A Árvore de Zaqueu Se a gente pegar nos quatro Evangelhos e nos Actos dos Apóstolos, facilmente organiza um roteiro de milagres. A ideia mais tradicional é a de que uma pessoa excepcionalmente boa e amiga de Deus espalha à sua volta a aragem benfazeja de uma nova ordem das coisas, como se fosse o começo da «idade de oiro», já tão badalada nas grandes civilizações da antiguidade.
«Milagre» outra coisa não significa senão «maravilha». O traço característico não é uma intervenção dita sobrenatural mas sim o chamar de atenção.
Se Jesus Cristo tivesse dado os cinco pães e os dois peixes de que fala o evangelho, teria, quando muito, matado a fome a umas três pessoas! Mas o evangelista sublinha uma arte já bem manifesta pelo profeta Eliseu (1.ª leitura): a arte de multiplicar o que é bom.
A história da humanidade é centralmente uma multiplicação, bem a par da espantosa (“milagrosa”) expansão do universo.
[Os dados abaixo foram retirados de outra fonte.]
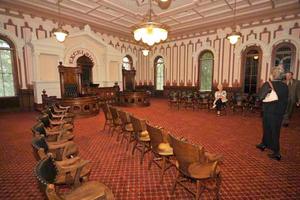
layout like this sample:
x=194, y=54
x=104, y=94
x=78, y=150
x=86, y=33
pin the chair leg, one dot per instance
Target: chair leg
x=150, y=162
x=198, y=190
x=218, y=186
x=175, y=182
x=143, y=153
x=134, y=146
x=104, y=125
x=163, y=168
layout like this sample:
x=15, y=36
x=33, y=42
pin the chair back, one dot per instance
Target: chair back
x=38, y=129
x=138, y=124
x=45, y=120
x=156, y=136
x=186, y=153
x=124, y=116
x=114, y=114
x=107, y=112
x=39, y=147
x=46, y=172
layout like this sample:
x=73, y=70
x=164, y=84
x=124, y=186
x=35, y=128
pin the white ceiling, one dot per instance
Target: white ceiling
x=119, y=16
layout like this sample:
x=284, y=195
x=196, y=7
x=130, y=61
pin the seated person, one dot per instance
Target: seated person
x=220, y=99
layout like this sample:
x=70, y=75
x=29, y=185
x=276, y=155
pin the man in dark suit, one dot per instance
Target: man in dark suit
x=294, y=97
x=273, y=113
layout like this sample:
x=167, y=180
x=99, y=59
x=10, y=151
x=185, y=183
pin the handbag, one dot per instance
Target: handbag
x=272, y=96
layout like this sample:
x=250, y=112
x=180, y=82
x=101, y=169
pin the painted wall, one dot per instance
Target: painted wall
x=180, y=54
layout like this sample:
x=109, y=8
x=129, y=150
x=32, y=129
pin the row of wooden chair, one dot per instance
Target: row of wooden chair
x=58, y=159
x=193, y=163
x=236, y=101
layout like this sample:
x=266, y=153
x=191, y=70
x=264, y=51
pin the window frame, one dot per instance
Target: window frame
x=200, y=67
x=155, y=71
x=293, y=53
x=243, y=67
x=14, y=66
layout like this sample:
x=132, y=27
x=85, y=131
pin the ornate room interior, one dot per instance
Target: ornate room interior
x=93, y=92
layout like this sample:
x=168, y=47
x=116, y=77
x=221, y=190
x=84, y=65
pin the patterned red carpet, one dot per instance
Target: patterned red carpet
x=247, y=173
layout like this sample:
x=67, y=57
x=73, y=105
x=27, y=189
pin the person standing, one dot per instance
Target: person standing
x=273, y=113
x=220, y=99
x=294, y=97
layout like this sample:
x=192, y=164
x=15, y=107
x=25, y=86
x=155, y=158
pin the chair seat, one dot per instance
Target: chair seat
x=165, y=149
x=89, y=191
x=202, y=170
x=129, y=127
x=61, y=178
x=118, y=122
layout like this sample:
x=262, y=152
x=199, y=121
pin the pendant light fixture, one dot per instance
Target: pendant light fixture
x=60, y=33
x=234, y=36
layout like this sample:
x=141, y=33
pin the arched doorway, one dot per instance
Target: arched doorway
x=159, y=67
x=206, y=64
x=87, y=73
x=127, y=63
x=252, y=57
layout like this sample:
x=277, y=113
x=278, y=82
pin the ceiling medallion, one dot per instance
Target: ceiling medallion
x=60, y=33
x=150, y=32
x=234, y=36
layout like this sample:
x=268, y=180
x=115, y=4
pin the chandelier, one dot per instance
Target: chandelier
x=150, y=32
x=234, y=36
x=60, y=33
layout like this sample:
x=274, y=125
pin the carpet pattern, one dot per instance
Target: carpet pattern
x=247, y=172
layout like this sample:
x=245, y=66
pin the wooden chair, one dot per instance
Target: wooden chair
x=46, y=173
x=189, y=100
x=193, y=165
x=58, y=117
x=61, y=150
x=51, y=135
x=55, y=124
x=160, y=148
x=117, y=123
x=204, y=101
x=127, y=128
x=141, y=136
x=240, y=102
x=108, y=117
x=174, y=100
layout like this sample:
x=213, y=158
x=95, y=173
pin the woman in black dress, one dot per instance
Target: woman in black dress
x=273, y=113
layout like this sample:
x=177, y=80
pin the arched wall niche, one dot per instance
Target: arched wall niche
x=255, y=67
x=106, y=60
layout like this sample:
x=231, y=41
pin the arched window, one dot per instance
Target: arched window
x=86, y=65
x=7, y=86
x=206, y=63
x=252, y=64
x=159, y=73
x=127, y=62
x=284, y=54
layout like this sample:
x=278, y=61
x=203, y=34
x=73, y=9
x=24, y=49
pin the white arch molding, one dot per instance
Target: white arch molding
x=151, y=63
x=266, y=56
x=196, y=57
x=287, y=39
x=19, y=44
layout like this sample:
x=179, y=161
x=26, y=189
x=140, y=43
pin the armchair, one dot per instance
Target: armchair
x=108, y=117
x=51, y=135
x=55, y=125
x=60, y=150
x=46, y=173
x=141, y=137
x=160, y=148
x=117, y=123
x=193, y=165
x=127, y=128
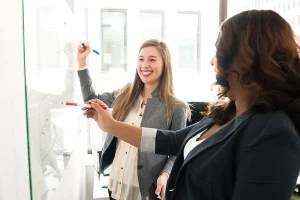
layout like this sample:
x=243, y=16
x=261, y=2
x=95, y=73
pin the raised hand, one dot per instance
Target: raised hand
x=82, y=53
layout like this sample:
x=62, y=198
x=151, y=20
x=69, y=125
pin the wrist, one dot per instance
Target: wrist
x=81, y=64
x=165, y=174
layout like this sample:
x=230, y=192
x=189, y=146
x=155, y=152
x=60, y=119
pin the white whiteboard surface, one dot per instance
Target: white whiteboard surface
x=57, y=134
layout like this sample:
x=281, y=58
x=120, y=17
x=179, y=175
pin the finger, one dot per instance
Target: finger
x=99, y=102
x=163, y=192
x=98, y=107
x=86, y=44
x=158, y=189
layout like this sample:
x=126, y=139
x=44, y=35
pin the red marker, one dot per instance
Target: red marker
x=81, y=105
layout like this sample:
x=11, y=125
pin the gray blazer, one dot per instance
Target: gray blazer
x=150, y=165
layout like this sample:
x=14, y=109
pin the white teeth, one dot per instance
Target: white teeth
x=146, y=73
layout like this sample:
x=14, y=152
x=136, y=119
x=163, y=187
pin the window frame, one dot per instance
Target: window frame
x=198, y=67
x=163, y=20
x=103, y=10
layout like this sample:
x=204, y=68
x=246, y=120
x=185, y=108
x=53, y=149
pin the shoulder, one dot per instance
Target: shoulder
x=266, y=126
x=273, y=119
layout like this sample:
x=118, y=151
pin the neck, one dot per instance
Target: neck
x=241, y=106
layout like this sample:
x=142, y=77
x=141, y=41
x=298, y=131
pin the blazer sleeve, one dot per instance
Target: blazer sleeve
x=268, y=167
x=178, y=122
x=88, y=91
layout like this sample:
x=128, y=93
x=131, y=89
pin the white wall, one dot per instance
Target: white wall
x=14, y=179
x=189, y=85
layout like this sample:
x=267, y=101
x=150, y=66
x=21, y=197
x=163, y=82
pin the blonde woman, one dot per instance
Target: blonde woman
x=148, y=101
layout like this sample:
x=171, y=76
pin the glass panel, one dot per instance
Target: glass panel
x=151, y=25
x=54, y=129
x=114, y=40
x=187, y=41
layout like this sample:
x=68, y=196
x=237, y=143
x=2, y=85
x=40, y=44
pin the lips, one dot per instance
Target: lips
x=146, y=73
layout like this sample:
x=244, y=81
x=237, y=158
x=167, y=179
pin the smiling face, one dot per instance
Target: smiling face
x=150, y=66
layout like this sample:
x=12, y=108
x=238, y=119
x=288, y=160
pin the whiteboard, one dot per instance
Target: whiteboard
x=55, y=131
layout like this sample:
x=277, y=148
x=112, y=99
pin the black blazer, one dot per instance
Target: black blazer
x=253, y=157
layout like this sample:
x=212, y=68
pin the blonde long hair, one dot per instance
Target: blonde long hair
x=126, y=97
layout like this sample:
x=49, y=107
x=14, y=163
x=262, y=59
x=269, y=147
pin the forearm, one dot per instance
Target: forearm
x=128, y=133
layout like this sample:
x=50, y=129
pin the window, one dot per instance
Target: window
x=188, y=33
x=114, y=40
x=152, y=25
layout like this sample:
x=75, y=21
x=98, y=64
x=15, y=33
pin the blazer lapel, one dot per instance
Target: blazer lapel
x=201, y=126
x=219, y=136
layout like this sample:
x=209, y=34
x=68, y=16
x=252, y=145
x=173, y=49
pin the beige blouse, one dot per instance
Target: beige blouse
x=123, y=181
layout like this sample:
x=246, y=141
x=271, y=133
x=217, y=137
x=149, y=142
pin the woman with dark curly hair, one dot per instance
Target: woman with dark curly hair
x=247, y=147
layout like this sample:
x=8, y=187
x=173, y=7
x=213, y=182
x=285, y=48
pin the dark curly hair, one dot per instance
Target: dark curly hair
x=263, y=46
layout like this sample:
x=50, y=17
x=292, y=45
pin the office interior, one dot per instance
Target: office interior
x=50, y=151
Sim, também se multiplicam coisas más, e de tal modo que o dilúvio bíblico parece uma tentativa de Deus para reduzir a zero a tabuada humana – de tal modo se tinha multiplicado a iniquidade. Mas, lá está, até ao fazer o mal, o ser humano mostra a tendência profunda para o bem – e Deus deu-nos de novo, na figura de Noé, o poder de multiplicar tudo o que é vida.
Assim foi que a vida de um par tão ingénuo como Adão e Eva (nem sabiam que estavam nus…) se multiplicou em milhões de milhões; com Eliseu (2.º Livro dos Reis 4), uma medida de azeite multiplica-se por todas as vasilhas do armazém da viúva sua amiga, e os 20 pães de um homem bom alimentam mais de cem pessoas; assim a água se transforma em vinho (João 2); assim a fímbria de uma túnica liberta poder (Marcos 5,28); deste modo, um vulgar «filho de carpinteiro» começa uma “nova ordem” no mundo, e o rude S. Pedro e seus seguidores ajudam na “multiplicação” da paz e justiça com que sonhamos…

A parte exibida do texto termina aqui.